Here’s the problem: much of the action takes place in a non-human world and in a variety of non-human languages. In describing the world, especially the social structures, my current draft jumps back and forth between “alien” terms, and terms that are English (or English-ish) approximations of the meaning of the “alien” terms.
Here are a few of the terms that I have in my notes, their literal translations, and the “English-ish” terms I’ve been using:
|anat (pl. anatee)||immaterial creature, spirit, angel, soul||spirit, presence|
|dynat||power or energy, esp. power of an immaterial creature||energy, dynamism|
|eudalex (pl. eudalecai)||council, congress, parliament||convenium / conveneum|
|eugex (pl. eugecai)||ordinary person, worldly person||commoner|
|gantra (pl. gantrai)||magician, conjurer, witch||witch (pejorative) / magi|
|gantralla||magic, summoning, witchcraft||witchcraft (pejorative) / art|
|kefan (pl. kefanee)||priest, shaman, holy person||hierophant|
|malanadha (pl. malahadhai)||avatar, hero, divine person or demigod||fulfillment / union|
|mehan (pl. mehanee)||leader, ruler, commander||principal|
|nok (pl. nokoi)||scholar, academic, intellectual||reasoner / rational|
|pradix (pl. pradicai)||wise person, teacher||loremaster / speaker|
|thruja (pl. thrujoi)||slave, indentured servant||slave, bound|
My inclination is to use one set of terms consistently throughout the text; but I’m not sure which one.
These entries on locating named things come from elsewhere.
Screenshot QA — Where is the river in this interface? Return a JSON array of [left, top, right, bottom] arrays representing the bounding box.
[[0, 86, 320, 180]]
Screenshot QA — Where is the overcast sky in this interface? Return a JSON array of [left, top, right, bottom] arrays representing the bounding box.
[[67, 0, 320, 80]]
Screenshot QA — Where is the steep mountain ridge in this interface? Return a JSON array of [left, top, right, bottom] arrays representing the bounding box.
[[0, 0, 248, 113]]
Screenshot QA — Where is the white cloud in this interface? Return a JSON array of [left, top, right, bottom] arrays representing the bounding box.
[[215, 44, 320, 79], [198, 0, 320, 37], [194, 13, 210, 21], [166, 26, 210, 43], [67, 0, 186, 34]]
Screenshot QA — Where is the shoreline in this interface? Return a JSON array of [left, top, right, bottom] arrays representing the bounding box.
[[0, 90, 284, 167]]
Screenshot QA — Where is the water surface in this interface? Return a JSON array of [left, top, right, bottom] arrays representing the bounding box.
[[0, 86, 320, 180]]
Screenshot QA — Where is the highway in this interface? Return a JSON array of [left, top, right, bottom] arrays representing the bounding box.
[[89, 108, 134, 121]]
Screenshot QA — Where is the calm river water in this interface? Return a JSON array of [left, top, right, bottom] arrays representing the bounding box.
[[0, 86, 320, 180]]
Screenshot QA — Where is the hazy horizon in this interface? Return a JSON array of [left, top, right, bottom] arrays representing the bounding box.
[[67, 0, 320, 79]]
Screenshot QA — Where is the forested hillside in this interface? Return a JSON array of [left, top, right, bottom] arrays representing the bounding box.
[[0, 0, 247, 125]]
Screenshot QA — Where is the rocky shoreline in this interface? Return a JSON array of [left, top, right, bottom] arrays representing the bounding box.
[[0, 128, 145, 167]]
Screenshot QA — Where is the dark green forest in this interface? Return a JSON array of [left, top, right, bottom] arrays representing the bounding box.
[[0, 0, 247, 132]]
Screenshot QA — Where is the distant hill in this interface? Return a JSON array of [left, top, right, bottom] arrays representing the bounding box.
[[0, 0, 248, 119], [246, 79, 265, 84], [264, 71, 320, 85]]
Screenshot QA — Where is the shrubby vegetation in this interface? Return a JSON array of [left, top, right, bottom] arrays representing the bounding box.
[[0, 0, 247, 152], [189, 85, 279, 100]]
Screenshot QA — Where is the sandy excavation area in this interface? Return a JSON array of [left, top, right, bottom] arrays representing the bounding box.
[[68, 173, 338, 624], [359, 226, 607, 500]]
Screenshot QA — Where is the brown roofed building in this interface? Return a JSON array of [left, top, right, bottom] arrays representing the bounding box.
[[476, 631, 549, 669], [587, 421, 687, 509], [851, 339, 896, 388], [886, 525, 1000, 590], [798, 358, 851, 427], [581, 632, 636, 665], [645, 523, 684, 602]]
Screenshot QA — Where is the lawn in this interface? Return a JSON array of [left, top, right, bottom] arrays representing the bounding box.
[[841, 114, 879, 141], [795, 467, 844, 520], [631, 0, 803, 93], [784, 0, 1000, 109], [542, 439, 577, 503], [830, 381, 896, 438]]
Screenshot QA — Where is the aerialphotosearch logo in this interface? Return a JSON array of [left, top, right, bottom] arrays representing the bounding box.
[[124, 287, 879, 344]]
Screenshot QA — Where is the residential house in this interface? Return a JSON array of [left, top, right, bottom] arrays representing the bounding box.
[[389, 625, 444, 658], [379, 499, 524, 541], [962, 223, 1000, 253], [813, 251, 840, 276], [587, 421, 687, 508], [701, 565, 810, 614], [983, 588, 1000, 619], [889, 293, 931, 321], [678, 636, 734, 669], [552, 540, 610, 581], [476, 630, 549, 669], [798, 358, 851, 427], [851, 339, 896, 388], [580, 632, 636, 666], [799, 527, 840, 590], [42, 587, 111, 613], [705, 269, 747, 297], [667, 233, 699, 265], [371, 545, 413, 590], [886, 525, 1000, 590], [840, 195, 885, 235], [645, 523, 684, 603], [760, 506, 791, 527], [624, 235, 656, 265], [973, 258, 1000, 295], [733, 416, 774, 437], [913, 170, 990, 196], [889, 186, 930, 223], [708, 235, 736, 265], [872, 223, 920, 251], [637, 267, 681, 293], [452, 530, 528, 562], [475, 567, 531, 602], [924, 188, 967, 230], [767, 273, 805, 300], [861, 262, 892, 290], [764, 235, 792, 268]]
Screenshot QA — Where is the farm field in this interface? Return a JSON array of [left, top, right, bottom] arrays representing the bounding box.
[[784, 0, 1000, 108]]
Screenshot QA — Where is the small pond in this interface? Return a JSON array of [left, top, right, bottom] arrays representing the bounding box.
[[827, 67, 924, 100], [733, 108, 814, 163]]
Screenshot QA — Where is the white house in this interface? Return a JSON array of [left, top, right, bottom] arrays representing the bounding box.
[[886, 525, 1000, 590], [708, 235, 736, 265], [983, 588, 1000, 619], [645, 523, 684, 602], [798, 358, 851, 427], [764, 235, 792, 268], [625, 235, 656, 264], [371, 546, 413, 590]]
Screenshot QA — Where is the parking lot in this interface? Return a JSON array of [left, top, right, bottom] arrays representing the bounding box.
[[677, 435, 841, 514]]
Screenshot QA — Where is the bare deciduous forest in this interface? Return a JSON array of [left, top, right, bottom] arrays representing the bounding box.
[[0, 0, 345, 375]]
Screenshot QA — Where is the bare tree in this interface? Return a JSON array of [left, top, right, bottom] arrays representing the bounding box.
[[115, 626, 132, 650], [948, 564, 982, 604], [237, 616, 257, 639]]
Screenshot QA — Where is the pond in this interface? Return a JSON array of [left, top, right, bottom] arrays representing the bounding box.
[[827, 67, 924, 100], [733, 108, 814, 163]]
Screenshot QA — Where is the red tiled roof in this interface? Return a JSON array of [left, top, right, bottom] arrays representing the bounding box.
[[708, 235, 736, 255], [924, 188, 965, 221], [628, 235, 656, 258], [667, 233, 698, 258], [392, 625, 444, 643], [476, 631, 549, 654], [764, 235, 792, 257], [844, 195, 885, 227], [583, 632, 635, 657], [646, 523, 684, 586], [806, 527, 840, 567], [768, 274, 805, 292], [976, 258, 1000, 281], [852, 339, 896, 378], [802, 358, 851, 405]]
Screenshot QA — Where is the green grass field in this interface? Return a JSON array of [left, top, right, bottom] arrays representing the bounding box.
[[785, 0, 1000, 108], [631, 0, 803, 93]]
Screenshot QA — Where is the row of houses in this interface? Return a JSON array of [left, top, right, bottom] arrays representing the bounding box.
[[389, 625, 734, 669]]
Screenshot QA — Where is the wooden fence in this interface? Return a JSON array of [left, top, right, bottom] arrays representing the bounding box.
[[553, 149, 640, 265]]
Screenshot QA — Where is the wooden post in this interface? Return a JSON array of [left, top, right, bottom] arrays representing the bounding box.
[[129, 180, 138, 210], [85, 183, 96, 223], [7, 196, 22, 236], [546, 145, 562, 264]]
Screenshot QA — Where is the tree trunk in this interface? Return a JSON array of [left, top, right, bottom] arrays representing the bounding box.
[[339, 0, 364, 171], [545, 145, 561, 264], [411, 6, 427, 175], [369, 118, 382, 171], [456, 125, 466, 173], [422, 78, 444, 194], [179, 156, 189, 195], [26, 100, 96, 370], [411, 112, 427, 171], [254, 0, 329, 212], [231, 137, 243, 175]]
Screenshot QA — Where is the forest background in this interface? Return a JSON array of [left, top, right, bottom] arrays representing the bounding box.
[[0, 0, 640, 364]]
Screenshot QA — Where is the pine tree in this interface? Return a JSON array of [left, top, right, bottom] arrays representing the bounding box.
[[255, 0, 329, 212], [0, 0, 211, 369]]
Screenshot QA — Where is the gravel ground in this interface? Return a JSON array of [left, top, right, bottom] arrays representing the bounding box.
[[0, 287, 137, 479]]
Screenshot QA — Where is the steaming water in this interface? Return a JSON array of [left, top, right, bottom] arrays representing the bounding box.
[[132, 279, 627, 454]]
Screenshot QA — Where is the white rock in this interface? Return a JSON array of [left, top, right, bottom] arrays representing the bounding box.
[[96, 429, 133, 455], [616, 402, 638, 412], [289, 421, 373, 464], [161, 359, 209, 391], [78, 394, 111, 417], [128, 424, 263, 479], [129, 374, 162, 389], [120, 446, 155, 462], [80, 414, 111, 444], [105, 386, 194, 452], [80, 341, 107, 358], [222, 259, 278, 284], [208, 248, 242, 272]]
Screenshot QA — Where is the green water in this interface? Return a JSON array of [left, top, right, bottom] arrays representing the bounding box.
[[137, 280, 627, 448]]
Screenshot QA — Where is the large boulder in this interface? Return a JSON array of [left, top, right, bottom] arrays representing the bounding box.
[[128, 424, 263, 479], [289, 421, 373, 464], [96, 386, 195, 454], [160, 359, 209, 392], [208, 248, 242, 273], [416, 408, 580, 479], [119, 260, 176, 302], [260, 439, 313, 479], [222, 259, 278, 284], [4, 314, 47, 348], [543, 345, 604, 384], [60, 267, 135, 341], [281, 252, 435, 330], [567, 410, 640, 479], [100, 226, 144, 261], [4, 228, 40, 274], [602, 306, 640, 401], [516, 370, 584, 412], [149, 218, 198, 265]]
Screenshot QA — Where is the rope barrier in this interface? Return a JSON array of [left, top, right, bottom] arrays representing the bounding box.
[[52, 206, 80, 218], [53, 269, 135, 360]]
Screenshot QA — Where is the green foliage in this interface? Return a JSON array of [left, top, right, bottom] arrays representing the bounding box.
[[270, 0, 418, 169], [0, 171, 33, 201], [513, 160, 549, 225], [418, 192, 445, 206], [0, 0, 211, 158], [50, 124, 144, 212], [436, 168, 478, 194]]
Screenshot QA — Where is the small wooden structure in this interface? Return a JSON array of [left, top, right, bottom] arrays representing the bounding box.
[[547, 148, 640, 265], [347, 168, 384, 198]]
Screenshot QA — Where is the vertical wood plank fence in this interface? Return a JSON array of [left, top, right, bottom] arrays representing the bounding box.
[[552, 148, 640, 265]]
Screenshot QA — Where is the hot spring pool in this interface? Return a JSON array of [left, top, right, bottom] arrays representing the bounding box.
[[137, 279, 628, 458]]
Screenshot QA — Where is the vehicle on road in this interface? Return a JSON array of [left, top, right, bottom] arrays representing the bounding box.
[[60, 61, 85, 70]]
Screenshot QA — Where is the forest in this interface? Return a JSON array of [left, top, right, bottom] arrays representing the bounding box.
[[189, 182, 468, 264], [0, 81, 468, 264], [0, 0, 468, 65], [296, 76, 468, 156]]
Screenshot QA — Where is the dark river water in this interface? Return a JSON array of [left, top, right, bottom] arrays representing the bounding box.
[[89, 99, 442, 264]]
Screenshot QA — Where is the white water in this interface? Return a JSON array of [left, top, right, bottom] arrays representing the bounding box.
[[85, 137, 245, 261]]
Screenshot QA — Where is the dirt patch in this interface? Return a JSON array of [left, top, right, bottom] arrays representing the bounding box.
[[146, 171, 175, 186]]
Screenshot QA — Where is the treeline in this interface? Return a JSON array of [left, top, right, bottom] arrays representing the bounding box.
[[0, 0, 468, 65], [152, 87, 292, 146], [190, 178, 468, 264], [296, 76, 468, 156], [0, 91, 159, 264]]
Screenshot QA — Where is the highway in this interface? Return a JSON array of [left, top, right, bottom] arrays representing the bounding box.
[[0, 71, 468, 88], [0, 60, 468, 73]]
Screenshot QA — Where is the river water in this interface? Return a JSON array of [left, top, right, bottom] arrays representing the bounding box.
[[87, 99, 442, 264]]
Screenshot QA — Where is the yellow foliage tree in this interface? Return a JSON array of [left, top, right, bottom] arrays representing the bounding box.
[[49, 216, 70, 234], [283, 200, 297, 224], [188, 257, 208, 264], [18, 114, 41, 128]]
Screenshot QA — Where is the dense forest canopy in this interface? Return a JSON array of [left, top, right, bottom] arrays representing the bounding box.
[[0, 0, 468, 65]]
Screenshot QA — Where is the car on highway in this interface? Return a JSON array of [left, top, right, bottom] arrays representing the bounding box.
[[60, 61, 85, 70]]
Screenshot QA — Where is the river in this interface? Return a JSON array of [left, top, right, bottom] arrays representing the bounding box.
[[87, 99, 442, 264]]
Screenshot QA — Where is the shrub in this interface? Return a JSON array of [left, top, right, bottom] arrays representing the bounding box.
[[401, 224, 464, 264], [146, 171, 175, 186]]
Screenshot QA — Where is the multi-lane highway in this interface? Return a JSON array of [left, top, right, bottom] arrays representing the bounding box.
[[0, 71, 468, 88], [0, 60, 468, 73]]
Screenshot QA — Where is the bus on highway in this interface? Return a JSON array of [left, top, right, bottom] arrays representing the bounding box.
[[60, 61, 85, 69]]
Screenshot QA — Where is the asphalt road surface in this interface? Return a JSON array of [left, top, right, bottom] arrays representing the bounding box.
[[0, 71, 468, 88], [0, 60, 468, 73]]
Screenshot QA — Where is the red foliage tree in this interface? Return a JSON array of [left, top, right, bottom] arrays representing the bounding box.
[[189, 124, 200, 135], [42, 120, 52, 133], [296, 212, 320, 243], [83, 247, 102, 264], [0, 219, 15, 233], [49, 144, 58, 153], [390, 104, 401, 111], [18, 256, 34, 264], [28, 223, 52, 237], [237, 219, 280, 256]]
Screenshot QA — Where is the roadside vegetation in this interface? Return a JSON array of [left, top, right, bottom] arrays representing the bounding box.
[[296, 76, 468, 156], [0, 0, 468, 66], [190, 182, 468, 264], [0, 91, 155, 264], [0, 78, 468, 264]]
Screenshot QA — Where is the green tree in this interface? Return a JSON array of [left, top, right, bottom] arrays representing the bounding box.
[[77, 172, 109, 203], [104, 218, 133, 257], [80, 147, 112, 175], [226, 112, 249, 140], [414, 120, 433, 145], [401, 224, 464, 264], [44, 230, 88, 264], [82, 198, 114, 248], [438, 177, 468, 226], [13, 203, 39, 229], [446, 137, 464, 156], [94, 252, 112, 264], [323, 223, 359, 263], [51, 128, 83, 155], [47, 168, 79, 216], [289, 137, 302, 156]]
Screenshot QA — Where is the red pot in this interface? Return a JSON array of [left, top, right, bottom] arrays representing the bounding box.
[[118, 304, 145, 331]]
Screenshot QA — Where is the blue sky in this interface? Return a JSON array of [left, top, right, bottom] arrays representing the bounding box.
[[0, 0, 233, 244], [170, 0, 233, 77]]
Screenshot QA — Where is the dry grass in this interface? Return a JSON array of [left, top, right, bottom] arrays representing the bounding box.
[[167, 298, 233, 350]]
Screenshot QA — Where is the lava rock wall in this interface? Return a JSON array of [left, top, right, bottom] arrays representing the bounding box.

The “alien” language gives a sense of, well, alien-ness; but it could be confusing and/or off-putting. The “English-ish” could be clearer, but it also could come off as pretentious or it might just give rise to confusion with human things that those terms refer to.
Do you have any opinions or thoughts? Any feedback you have would be much appreciated!